Here are some of the steps I take to preserve the evidence:

  • Investigate the scene of the crash to gather evidence.
  • Send a preservation of evidence letter to the company.
  • Secure the truck, logbooks, electronic control module, and other evidence from inside the truck tractor.
  • Retain experts to examine the truck for evidence of improper speed, braking, evasive action, and maintenance.
  • File a lawsuit, including a restraining order if necessary.
  • Depose witnesses as soon as permissible while memories are fresh.
  • Conduct extensive discovery to obtain all evidence needed.

Investigate thoroughly

To get to the bottom of what happened requires perseverance and meticulous investigation. Steps a personal injury lawyer takes to determine who is liable for a truck crash include:

  • Consulting with safety and truck industry experts.
  • Reviewing the black box event data recorder information thoroughly.
  • Obtaining video from area businesses that might have recorded the crash.
  • Subpoenaing phone records, employee handbook, company safety manuals, training videos, and other relevant documents.

Pursue the company

The trucking company is often found liable for a tractor-trailer crash, even if it was the driver who made serious errors. To combat this, trucking companies typically try to deflect responsibility by blaming the driver. But since it hired him, trained him, and supervised him, the trucking company should not be let off the hook.

I focus on the trucking corporation liability during these trial preparations. Here are some effective steps to take:

  • Emphasize the company’s willful violation of federal and Texas regulations.
  • Depose the trucking safety director, the driver’s supervisors and corporate executives.
  • Ask the driver questions about corporate policy and working environment that may point to improper hiring, training, supervision, and retention.

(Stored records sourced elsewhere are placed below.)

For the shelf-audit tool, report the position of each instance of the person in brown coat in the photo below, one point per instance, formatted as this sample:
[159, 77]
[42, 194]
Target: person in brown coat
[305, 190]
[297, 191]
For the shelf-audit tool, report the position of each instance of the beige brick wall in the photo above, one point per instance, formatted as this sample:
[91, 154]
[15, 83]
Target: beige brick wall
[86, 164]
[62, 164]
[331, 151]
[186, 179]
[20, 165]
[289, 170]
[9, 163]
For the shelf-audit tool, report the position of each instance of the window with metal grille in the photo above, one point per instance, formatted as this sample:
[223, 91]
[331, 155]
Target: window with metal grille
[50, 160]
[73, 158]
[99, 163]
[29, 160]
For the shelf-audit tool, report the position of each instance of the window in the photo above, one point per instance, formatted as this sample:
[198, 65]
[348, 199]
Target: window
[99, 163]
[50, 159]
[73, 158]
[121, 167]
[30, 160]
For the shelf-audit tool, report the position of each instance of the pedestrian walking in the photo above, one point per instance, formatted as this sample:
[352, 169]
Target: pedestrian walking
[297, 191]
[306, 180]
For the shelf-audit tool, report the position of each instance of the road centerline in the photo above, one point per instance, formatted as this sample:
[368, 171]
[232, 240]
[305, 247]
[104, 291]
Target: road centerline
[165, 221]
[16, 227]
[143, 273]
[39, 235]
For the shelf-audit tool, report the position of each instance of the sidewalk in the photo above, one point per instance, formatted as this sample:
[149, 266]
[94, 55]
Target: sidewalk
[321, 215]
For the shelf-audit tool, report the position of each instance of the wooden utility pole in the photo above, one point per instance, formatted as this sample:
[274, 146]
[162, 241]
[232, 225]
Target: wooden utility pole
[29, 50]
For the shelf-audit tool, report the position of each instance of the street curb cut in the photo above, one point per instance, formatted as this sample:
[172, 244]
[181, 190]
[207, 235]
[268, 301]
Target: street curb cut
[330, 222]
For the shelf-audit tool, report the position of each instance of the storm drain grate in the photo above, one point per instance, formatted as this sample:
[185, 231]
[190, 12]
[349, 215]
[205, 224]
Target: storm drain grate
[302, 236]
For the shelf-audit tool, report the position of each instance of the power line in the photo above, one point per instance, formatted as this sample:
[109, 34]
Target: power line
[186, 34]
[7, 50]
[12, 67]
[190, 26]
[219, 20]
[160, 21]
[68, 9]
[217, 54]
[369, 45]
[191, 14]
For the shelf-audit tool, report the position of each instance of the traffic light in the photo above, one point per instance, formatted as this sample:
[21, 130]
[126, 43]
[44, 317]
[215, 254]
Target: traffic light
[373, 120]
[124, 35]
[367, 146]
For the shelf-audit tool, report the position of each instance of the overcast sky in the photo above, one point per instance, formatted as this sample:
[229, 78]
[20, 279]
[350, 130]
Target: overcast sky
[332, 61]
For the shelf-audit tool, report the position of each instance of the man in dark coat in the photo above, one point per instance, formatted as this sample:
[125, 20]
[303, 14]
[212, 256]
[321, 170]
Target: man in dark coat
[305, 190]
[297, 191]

Never agree to a waiver of action against the trucking corporation in exchange for an admission of liability from the negligent driver.

Go to court 

I file suit, subpoena the trucking company’s files, read the driver’s application and driving history files, take key depositions, and take the case to a jury if necessary.  When the insurance company for the trucking company knows I am ready and willing to try the case, they often pay my client a substantial amount of money and the case can be settled out of court at a mediation.